Giter VIP home page Giter VIP logo

pytracemalloc's Introduction

IMPORTANT! please read:

"pytracemalloc" is no longer maintained here.

As a consequence, this repository is now frozen, and we are no longer accepting new issues or changes to it. Instead, please see https://github.com/haypo/pytracemalloc for the official implementation.

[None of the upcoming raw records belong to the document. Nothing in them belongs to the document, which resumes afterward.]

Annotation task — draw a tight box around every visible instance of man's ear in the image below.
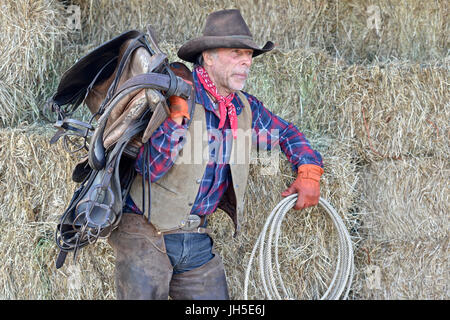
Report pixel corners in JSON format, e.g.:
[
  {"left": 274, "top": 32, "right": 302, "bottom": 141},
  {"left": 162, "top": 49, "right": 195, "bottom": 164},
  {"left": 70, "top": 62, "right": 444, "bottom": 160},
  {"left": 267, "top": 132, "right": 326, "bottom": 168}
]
[{"left": 202, "top": 50, "right": 215, "bottom": 66}]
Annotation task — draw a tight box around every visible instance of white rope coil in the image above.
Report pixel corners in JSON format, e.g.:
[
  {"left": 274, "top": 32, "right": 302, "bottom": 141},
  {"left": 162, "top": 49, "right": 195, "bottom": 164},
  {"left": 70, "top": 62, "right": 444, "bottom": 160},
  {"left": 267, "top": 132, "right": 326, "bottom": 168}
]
[{"left": 244, "top": 194, "right": 354, "bottom": 300}]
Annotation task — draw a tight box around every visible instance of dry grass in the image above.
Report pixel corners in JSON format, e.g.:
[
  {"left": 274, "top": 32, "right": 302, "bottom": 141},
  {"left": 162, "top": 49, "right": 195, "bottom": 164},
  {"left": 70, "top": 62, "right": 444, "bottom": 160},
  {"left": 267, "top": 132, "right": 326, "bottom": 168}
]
[
  {"left": 0, "top": 127, "right": 114, "bottom": 299},
  {"left": 0, "top": 0, "right": 450, "bottom": 299},
  {"left": 0, "top": 0, "right": 68, "bottom": 127},
  {"left": 74, "top": 0, "right": 449, "bottom": 62},
  {"left": 210, "top": 139, "right": 361, "bottom": 299}
]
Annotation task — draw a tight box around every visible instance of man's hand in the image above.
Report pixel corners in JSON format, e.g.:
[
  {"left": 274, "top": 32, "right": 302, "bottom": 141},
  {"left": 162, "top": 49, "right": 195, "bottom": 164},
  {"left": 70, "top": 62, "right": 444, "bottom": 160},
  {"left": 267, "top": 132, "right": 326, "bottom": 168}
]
[{"left": 281, "top": 164, "right": 323, "bottom": 210}]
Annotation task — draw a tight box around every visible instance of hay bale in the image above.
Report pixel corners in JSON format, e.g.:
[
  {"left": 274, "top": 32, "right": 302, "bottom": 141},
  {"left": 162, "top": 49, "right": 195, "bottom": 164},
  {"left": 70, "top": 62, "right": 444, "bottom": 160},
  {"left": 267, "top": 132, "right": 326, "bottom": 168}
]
[
  {"left": 334, "top": 63, "right": 450, "bottom": 162},
  {"left": 0, "top": 127, "right": 115, "bottom": 300},
  {"left": 355, "top": 239, "right": 449, "bottom": 300},
  {"left": 355, "top": 157, "right": 450, "bottom": 300},
  {"left": 0, "top": 0, "right": 70, "bottom": 126},
  {"left": 73, "top": 0, "right": 449, "bottom": 63},
  {"left": 360, "top": 157, "right": 450, "bottom": 241},
  {"left": 209, "top": 138, "right": 361, "bottom": 299}
]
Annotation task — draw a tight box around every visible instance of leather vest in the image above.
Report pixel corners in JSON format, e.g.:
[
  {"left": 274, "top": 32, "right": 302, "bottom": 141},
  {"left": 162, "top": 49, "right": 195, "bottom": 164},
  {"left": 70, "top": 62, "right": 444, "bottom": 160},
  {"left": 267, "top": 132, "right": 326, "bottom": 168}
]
[{"left": 130, "top": 91, "right": 252, "bottom": 236}]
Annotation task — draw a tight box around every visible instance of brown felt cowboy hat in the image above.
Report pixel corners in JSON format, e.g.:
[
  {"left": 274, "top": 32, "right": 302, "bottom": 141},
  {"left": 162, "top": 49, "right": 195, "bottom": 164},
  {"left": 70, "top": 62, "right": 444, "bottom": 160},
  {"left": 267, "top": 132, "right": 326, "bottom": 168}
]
[{"left": 178, "top": 9, "right": 275, "bottom": 63}]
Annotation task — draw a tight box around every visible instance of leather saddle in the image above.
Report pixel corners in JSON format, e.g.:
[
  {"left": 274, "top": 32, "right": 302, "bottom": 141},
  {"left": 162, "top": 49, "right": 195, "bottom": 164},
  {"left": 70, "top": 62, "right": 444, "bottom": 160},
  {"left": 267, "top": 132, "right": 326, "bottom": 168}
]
[{"left": 46, "top": 26, "right": 195, "bottom": 268}]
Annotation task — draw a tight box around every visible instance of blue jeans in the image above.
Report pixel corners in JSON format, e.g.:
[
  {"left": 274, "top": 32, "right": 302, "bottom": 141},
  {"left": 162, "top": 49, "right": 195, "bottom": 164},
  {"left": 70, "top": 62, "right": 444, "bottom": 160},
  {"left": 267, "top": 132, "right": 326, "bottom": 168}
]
[{"left": 164, "top": 219, "right": 214, "bottom": 274}]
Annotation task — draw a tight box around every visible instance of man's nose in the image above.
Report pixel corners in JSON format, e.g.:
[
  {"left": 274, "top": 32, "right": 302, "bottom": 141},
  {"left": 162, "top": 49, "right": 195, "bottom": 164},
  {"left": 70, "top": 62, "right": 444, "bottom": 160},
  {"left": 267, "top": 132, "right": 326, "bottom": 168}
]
[{"left": 242, "top": 55, "right": 253, "bottom": 68}]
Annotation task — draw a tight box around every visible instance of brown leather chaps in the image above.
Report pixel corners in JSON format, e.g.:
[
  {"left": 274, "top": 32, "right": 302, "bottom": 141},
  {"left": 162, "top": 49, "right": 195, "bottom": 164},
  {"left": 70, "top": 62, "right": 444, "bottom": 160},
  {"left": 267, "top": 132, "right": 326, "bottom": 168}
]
[{"left": 108, "top": 214, "right": 229, "bottom": 300}]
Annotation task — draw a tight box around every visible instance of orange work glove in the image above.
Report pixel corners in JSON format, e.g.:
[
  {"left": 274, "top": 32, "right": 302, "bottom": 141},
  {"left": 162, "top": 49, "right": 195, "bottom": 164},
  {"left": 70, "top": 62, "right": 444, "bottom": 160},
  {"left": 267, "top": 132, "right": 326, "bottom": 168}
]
[
  {"left": 169, "top": 96, "right": 190, "bottom": 119},
  {"left": 281, "top": 164, "right": 323, "bottom": 210}
]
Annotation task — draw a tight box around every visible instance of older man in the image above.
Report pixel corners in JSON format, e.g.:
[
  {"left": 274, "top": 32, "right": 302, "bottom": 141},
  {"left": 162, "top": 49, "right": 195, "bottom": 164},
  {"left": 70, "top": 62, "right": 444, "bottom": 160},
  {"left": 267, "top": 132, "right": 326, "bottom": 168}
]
[{"left": 109, "top": 10, "right": 323, "bottom": 299}]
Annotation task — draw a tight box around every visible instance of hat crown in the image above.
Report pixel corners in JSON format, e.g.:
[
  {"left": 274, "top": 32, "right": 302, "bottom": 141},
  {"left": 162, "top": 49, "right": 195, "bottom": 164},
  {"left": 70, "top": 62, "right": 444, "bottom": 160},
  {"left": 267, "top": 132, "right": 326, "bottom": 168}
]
[{"left": 203, "top": 9, "right": 252, "bottom": 38}]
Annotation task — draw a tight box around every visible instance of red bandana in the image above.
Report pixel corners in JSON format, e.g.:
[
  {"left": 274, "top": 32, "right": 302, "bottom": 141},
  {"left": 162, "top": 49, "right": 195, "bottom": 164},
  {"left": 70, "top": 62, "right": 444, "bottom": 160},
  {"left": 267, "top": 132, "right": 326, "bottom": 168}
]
[{"left": 195, "top": 66, "right": 237, "bottom": 139}]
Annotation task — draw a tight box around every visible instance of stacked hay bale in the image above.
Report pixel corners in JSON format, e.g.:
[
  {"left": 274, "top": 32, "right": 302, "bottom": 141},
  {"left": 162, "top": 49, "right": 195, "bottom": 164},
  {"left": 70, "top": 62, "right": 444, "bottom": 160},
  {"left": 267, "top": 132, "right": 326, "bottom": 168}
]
[
  {"left": 0, "top": 0, "right": 73, "bottom": 127},
  {"left": 0, "top": 126, "right": 114, "bottom": 300},
  {"left": 0, "top": 0, "right": 450, "bottom": 299}
]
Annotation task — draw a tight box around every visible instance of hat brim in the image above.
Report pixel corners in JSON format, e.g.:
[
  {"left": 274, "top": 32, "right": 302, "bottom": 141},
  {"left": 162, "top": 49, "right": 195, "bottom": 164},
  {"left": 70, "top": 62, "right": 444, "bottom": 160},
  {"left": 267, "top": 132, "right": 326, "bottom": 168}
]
[{"left": 177, "top": 36, "right": 275, "bottom": 63}]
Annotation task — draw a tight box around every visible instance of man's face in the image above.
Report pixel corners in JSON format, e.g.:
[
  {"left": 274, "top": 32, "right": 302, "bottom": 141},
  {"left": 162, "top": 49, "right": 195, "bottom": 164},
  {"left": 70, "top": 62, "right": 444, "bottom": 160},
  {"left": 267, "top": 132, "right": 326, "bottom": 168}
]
[{"left": 203, "top": 48, "right": 253, "bottom": 96}]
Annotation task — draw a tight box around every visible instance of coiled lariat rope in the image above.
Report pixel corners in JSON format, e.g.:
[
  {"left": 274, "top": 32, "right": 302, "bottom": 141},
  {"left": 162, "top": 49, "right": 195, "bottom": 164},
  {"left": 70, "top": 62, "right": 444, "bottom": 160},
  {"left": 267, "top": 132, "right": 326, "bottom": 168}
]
[{"left": 244, "top": 194, "right": 354, "bottom": 300}]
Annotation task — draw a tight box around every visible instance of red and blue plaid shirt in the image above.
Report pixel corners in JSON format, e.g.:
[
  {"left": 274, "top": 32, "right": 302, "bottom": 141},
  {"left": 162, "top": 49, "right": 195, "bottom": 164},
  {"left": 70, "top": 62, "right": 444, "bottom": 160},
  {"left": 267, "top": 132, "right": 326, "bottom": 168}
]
[{"left": 124, "top": 72, "right": 323, "bottom": 215}]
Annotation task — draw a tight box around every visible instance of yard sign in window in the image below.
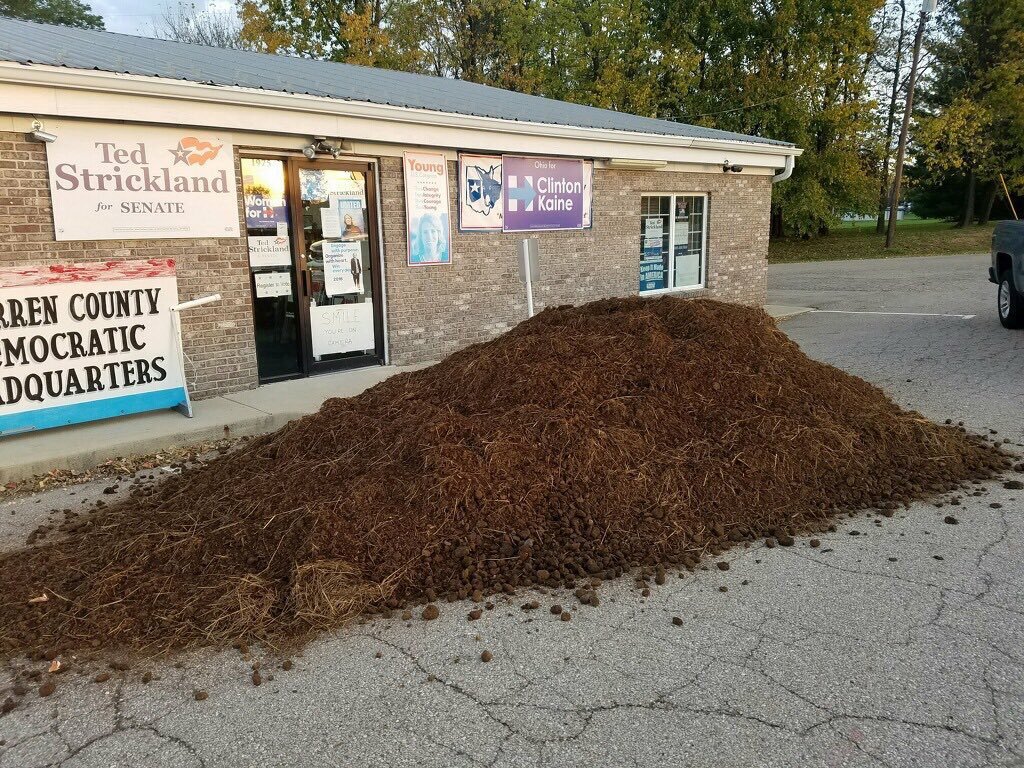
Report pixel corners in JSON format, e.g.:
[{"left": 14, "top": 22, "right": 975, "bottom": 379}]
[{"left": 640, "top": 195, "right": 708, "bottom": 293}]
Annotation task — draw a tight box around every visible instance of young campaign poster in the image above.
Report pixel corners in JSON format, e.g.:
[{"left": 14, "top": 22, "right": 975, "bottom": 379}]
[
  {"left": 46, "top": 122, "right": 239, "bottom": 241},
  {"left": 0, "top": 259, "right": 186, "bottom": 435},
  {"left": 403, "top": 152, "right": 452, "bottom": 266}
]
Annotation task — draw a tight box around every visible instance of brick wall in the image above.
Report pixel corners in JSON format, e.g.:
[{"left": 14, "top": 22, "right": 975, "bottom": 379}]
[
  {"left": 0, "top": 132, "right": 771, "bottom": 398},
  {"left": 0, "top": 132, "right": 257, "bottom": 398},
  {"left": 380, "top": 158, "right": 771, "bottom": 365}
]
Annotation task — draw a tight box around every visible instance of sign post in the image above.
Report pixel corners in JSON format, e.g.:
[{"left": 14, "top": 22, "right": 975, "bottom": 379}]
[
  {"left": 519, "top": 238, "right": 541, "bottom": 317},
  {"left": 170, "top": 293, "right": 220, "bottom": 419}
]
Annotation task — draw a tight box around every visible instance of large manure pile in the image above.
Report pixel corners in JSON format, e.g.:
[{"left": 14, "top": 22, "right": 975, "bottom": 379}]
[{"left": 0, "top": 298, "right": 1006, "bottom": 652}]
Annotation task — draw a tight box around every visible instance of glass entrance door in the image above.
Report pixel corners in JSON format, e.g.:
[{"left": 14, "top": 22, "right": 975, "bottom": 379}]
[{"left": 292, "top": 161, "right": 384, "bottom": 373}]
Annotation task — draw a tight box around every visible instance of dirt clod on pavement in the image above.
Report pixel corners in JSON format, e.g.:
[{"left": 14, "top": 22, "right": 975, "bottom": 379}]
[{"left": 0, "top": 298, "right": 1009, "bottom": 654}]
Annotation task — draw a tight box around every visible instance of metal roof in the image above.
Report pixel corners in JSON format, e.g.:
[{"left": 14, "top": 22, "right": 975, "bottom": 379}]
[{"left": 0, "top": 16, "right": 793, "bottom": 146}]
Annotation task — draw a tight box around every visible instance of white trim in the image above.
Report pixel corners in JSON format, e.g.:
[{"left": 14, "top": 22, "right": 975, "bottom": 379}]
[
  {"left": 637, "top": 191, "right": 711, "bottom": 296},
  {"left": 0, "top": 61, "right": 803, "bottom": 168},
  {"left": 370, "top": 160, "right": 391, "bottom": 366}
]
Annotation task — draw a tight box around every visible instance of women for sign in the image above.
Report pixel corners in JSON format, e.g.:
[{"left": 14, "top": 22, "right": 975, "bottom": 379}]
[{"left": 0, "top": 259, "right": 186, "bottom": 435}]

This repo and below information are kept here as an archive.

pytracemalloc

Debug tool tracking Python memory allocations. Provide the following information:

  • Allocated size and number of allocations per file, or optionally per file and line number
  • Compute the average size of memory allocations
  • Compute delta between two "snapshots"
  • Source of a memory allocation: filename and line number

Example (compact):

2013-02-28 23:40:18: Top 5 allocations per file
#1: .../Lib/test/regrtest.py: 3998 KB
#2: .../Lib/unittest/case.py: 2343 KB
#3: .../ctypes/test/__init__.py: 513 KB
#4: .../Lib/encodings/__init__.py: 525 KB
#5: .../Lib/compiler/transformer.py: 438 KB
other: 32119 KB
Total allocated size: 39939 KB

Another example (full):

2013-03-04 01:01:55: Top 10 allocations per file and line
#1: .../2.7/Lib/linecache.py:128: size=408 KiB (+408 KiB), count=5379 (+5379), average=77 B
#2: .../unittest/test/__init__.py:14: size=401 KiB (+401 KiB), count=6668 (+6668), average=61 B
#3: .../2.7/Lib/doctest.py:506: size=319 KiB (+319 KiB), count=197 (+197), average=1 KiB
#4: .../Lib/test/regrtest.py:918: size=429 KiB (+301 KiB), count=5806 (+3633), average=75 B
#5: .../Lib/unittest/case.py:332: size=162 KiB (+136 KiB), count=452 (+380), average=367 B
#6: .../Lib/test/test_doctest.py:8: size=105 KiB (+105 KiB), count=1125 (+1125), average=96 B
#7: .../Lib/unittest/main.py:163: size=77 KiB (+77 KiB), count=1149 (+1149), average=69 B
#8: .../Lib/test/test_types.py:7: size=75 KiB (+75 KiB), count=1644 (+1644), average=46 B
#9: .../2.7/Lib/doctest.py:99: size=64 KiB (+64 KiB), count=1000 (+1000), average=66 B
#10: .../Lib/test/test_exceptions.py:6: size=56 KiB (+56 KiB), count=932 (+932), average=61 B
3023 more: size=1580 KiB (+1138 KiB), count=12635 (+7801), average=128 B
Total: size=3682 KiB (+3086 KiB), count=36987 (+29908), average=101 B

Python module developed by Wyplay: http://www.wyplay.com/

Project homepage: https://github.com/wyplay/pytracemalloc

Usage: Display top 25

Display the 25 files allocating the most memory every minute:

import tracemalloc
tracemalloc.enable()
top = tracemalloc.DisplayTop(25)
top.start(60)
# ... run your application ...

By default, the top 25 is written into sys.stdout. You can write the output into a file (here opened in append mode):

import tracemalloc
tracemalloc.enable()
log = open("tracemalloc.log", "a")
top = tracemalloc.DisplayTop(25, file=log)
top.start(60)
# ... run your application ...
log.close()

Usage: Take snapshots

For deeper analysis, it's possible to take a snapshot every minute:

import tracemalloc
tracemalloc.enable()
take_snapshot = tracemalloc.TakeSnapshot()
# take_snapshot.filename_template = "/tmp/trace-$pid-$timestamp.pickle"
take_snapshot.start(60.0)
# ... run your application ...

By default, files called "tracemalloc-XXXX.pickle" are created in the current directory. Uncomment and edit the "filename_template" line in the example to customize the filename. The filename template can use the following variables: $pid, $timestamp, $counter.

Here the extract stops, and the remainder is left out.